Она тяжело вздохнула.
На короткое время наступила тишина, все окунулись в свои нерадостные мысли, топот сверху тоже прекратился. Вскоре Марина начала испытывать мучительную жажду, отчаянно захотелось пить, но никто к ним спускаться с ужином не собирался. Как будто услышав ее мысли, Олеся мечтательно прошептала:
— А у нас в колодце вода чистая-чистая, вкусная, лучше всякой газировки.
Девушки дружно повернули к ней головы.
— Сейчас бы попить прямо из ведра, мне бы лучше лекарства помогло. Ой, горит все внутри! — рыдала несчастная девчонка. — К мамке хочу!
— Перестань, замолчи! — не выдержала обычно сдержанно-терпеливая Настя. — Без твоих стонов тошно, невыносимо! К мамочке захотела? Повезло тебе, раз досталась такая мама! А меня вот, мать продала своему хахалю!
— Как продала?! — ужаснулась Марина.
Лера усмехнулась и заерзала на своей подстилке, ей ужасно хотелось курить.
— Как продают? За деньги, — огрызнулась Настюха. — Один раз пришла из школы, а она мне в зубы пакет с трусами и показывает на одного из их тепленькой компашки, мол, с ним пойдешь.
Марина вспомнила свою мать, отцову сожительницу Лариску, безразличные глаза отца.

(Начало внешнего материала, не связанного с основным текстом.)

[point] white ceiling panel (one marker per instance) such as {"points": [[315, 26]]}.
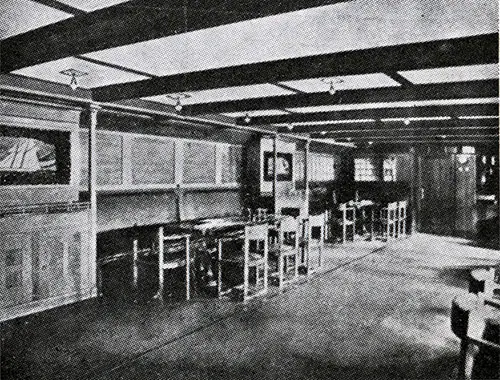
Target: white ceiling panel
{"points": [[20, 16], [348, 82], [224, 94], [420, 103], [452, 74], [91, 5], [98, 75], [351, 25], [256, 113]]}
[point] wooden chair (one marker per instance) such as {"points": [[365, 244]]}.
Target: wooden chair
{"points": [[284, 247], [402, 215], [308, 242], [173, 253], [261, 213], [388, 220], [256, 258], [348, 221]]}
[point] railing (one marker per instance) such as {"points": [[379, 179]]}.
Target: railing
{"points": [[44, 208]]}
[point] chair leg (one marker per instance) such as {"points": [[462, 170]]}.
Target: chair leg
{"points": [[219, 269], [159, 295], [99, 280], [188, 269], [280, 265], [297, 263], [245, 272], [266, 264], [135, 268]]}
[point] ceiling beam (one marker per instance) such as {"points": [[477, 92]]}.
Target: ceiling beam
{"points": [[60, 6], [378, 113], [454, 90], [383, 126], [131, 22], [490, 136], [399, 78], [421, 55], [367, 135]]}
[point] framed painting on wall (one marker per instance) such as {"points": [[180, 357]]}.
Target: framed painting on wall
{"points": [[284, 166]]}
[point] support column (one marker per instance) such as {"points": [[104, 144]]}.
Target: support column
{"points": [[275, 173], [306, 178], [96, 289]]}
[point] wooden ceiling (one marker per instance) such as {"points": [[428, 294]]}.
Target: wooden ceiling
{"points": [[459, 108]]}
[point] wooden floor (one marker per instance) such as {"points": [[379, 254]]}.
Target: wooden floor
{"points": [[376, 311]]}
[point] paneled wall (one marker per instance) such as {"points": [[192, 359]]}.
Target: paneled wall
{"points": [[44, 262], [128, 161], [137, 175]]}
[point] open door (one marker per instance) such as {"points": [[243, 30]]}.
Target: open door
{"points": [[448, 195]]}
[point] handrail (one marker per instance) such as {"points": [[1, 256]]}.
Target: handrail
{"points": [[45, 208]]}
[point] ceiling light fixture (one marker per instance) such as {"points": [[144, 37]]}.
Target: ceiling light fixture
{"points": [[332, 89], [178, 97], [73, 73]]}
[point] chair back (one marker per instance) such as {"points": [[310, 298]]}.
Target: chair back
{"points": [[402, 206], [289, 230], [392, 210], [317, 220], [261, 213]]}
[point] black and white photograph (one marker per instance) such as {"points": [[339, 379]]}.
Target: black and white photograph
{"points": [[218, 190]]}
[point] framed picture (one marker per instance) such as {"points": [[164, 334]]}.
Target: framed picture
{"points": [[284, 166]]}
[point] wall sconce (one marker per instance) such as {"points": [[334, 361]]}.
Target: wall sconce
{"points": [[332, 90], [74, 74], [178, 97]]}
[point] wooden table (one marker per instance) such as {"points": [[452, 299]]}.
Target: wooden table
{"points": [[476, 321]]}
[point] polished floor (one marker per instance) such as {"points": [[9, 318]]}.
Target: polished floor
{"points": [[378, 311]]}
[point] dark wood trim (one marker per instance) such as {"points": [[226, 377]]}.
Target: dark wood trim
{"points": [[399, 78], [60, 6], [379, 113], [391, 133], [113, 66], [460, 51], [392, 126], [456, 90], [131, 22]]}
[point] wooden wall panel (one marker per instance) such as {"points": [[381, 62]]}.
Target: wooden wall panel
{"points": [[109, 159], [126, 210], [45, 262], [199, 163], [84, 159], [208, 204], [153, 161], [231, 162], [404, 168]]}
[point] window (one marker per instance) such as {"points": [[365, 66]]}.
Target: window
{"points": [[364, 170], [390, 169], [34, 157], [322, 167]]}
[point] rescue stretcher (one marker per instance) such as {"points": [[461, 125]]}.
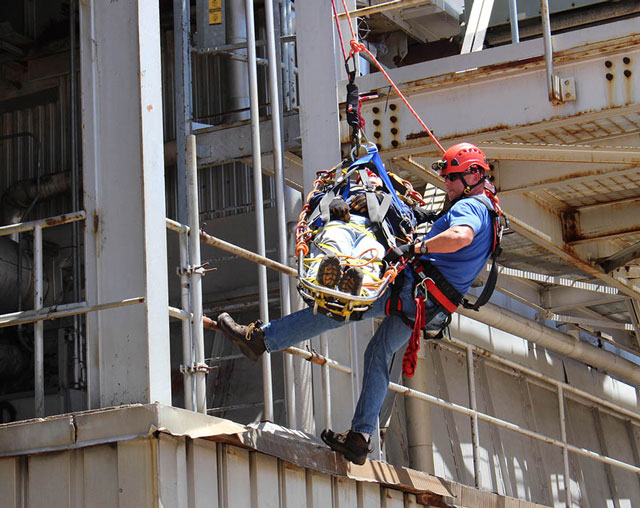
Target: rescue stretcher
{"points": [[331, 301]]}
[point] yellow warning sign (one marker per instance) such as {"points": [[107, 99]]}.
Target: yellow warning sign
{"points": [[215, 12]]}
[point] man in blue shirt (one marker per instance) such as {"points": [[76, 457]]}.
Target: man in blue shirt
{"points": [[456, 249]]}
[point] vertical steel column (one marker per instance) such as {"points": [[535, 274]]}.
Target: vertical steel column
{"points": [[182, 99], [195, 269], [278, 166], [38, 326], [75, 169], [471, 378], [513, 14], [548, 47], [259, 201], [565, 451], [187, 347]]}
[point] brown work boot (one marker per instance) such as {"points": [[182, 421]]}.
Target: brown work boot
{"points": [[351, 281], [250, 338], [350, 444], [329, 271]]}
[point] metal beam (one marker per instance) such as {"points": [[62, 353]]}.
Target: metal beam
{"points": [[543, 227], [621, 258]]}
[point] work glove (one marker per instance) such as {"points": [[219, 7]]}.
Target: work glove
{"points": [[339, 210], [422, 215], [406, 251]]}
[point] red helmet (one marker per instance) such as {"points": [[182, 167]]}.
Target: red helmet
{"points": [[459, 158]]}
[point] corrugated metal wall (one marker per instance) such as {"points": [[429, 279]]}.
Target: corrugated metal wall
{"points": [[176, 472]]}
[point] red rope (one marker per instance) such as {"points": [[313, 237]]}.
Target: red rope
{"points": [[411, 354], [335, 13]]}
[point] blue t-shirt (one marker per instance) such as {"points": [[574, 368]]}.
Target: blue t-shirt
{"points": [[463, 266]]}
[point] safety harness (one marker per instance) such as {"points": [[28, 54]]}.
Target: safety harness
{"points": [[431, 282]]}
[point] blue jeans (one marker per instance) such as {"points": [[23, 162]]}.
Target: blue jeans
{"points": [[391, 335]]}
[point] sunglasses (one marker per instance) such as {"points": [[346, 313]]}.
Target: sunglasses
{"points": [[452, 177]]}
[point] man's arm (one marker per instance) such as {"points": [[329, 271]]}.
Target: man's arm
{"points": [[450, 240]]}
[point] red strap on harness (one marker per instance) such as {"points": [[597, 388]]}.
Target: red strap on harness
{"points": [[411, 354]]}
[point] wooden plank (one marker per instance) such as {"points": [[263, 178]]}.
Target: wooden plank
{"points": [[202, 464], [137, 473], [49, 480], [100, 474]]}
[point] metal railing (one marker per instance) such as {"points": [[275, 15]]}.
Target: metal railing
{"points": [[39, 314]]}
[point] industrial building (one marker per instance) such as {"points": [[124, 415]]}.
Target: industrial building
{"points": [[154, 159]]}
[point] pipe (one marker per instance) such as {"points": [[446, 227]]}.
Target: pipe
{"points": [[278, 166], [259, 201], [238, 89], [513, 16], [182, 99], [187, 344], [38, 329], [548, 46], [196, 276], [17, 199], [475, 436], [515, 324]]}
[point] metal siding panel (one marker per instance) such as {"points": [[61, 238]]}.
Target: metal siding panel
{"points": [[294, 486], [202, 467], [235, 478], [368, 495], [264, 481], [9, 482], [49, 480], [172, 472], [137, 473], [344, 493], [100, 468], [318, 489]]}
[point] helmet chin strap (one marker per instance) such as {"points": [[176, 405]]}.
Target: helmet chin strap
{"points": [[468, 188]]}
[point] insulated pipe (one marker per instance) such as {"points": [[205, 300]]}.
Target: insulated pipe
{"points": [[548, 47], [278, 166], [259, 201], [197, 331], [510, 322]]}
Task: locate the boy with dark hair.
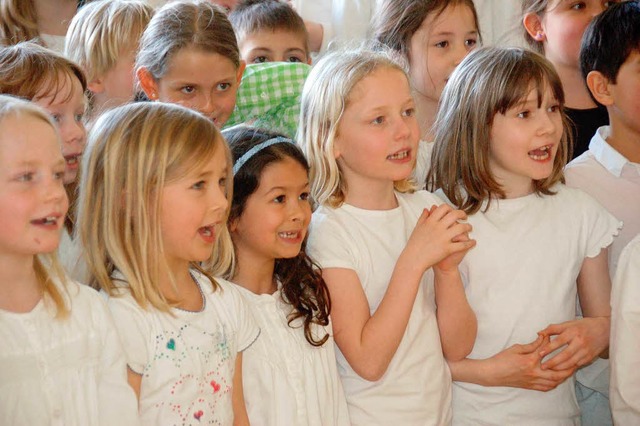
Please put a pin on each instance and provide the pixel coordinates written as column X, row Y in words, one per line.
column 270, row 31
column 610, row 169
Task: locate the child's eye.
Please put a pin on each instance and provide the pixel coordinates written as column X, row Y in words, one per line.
column 198, row 185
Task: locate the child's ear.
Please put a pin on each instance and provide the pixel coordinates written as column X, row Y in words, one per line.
column 533, row 24
column 147, row 83
column 241, row 68
column 599, row 87
column 96, row 85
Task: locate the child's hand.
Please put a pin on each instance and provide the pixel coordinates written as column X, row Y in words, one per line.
column 585, row 339
column 439, row 238
column 519, row 366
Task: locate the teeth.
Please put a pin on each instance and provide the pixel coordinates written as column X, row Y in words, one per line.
column 399, row 155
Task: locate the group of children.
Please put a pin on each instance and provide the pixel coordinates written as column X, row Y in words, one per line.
column 385, row 237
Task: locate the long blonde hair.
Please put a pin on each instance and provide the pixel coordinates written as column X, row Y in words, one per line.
column 324, row 98
column 45, row 265
column 487, row 82
column 133, row 151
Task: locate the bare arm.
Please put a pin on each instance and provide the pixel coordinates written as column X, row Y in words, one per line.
column 240, row 416
column 588, row 337
column 367, row 341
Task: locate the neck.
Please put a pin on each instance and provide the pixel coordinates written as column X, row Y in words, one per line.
column 426, row 110
column 256, row 275
column 54, row 16
column 19, row 288
column 625, row 140
column 575, row 89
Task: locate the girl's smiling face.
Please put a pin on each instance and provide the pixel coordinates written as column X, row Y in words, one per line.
column 439, row 46
column 203, row 81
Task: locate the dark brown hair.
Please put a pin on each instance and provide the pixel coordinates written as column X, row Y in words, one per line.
column 487, row 82
column 302, row 283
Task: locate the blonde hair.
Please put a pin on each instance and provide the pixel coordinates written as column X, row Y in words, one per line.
column 45, row 265
column 18, row 21
column 487, row 82
column 133, row 151
column 30, row 71
column 324, row 98
column 102, row 30
column 183, row 24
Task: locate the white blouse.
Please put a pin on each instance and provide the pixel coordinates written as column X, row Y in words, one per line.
column 286, row 380
column 64, row 371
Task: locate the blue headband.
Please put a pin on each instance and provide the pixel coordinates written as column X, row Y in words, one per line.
column 253, row 151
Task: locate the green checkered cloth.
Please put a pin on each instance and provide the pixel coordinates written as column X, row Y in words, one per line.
column 269, row 96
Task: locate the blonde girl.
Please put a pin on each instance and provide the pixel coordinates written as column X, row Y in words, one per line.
column 189, row 56
column 43, row 20
column 433, row 36
column 290, row 373
column 153, row 202
column 554, row 28
column 501, row 144
column 35, row 73
column 61, row 359
column 384, row 249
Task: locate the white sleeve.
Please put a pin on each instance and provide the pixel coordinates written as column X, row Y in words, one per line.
column 329, row 243
column 625, row 338
column 117, row 403
column 134, row 331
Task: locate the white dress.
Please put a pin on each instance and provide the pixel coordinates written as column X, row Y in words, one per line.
column 187, row 360
column 625, row 338
column 68, row 371
column 287, row 381
column 416, row 388
column 520, row 278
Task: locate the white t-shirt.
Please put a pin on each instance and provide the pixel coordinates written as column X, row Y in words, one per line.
column 625, row 337
column 614, row 181
column 67, row 371
column 187, row 359
column 287, row 381
column 520, row 278
column 416, row 388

После своего ухода из семьи он ни разу не пытался заговорить с дочерью, отворачивался, словно и не видел ее на тесных деревенских улицах, где хочешь-не хочешь, а столкнешься, молча проходил мимо, хотя она останавливалась и ждала. Через три месяца отец перевез новую семью в соседний район, больше они ни разу не видели друг друга. В то время Марине казалось, что нет ничего хуже, когда вот так теряешь родителя.
— Из компании? — переспросила Люся.
— Ну да, — подтвердила Настя. — Сколько помню себя, у нас всегда не дом был, а проходной двор. Вечно самогонка на столе, дым коромыслом, народу всегда полно. Когда она меня продала, я еще понять не могла, что происходит, маленькая была. А сейчас понимаю — на дозу ей не хватало.
Девушка горестно вздохнула и замолчала.
— И дальше чего? — подтолкнула Люська.
— Ничего, — угрюмо отозвалась Настюха. — Мужик увез меня к себе и пользовался в свое удовольствие. Я у него два года в таком же вот подвале просидела, — с лежака послышались сдавленные всхлипы. — А когда я ему надоела он перепродал меня, да ошибся слегка — покупатель ментом оказался. Меня вернули матери.
— Как?! — возмутилась Марина. — Почему матери?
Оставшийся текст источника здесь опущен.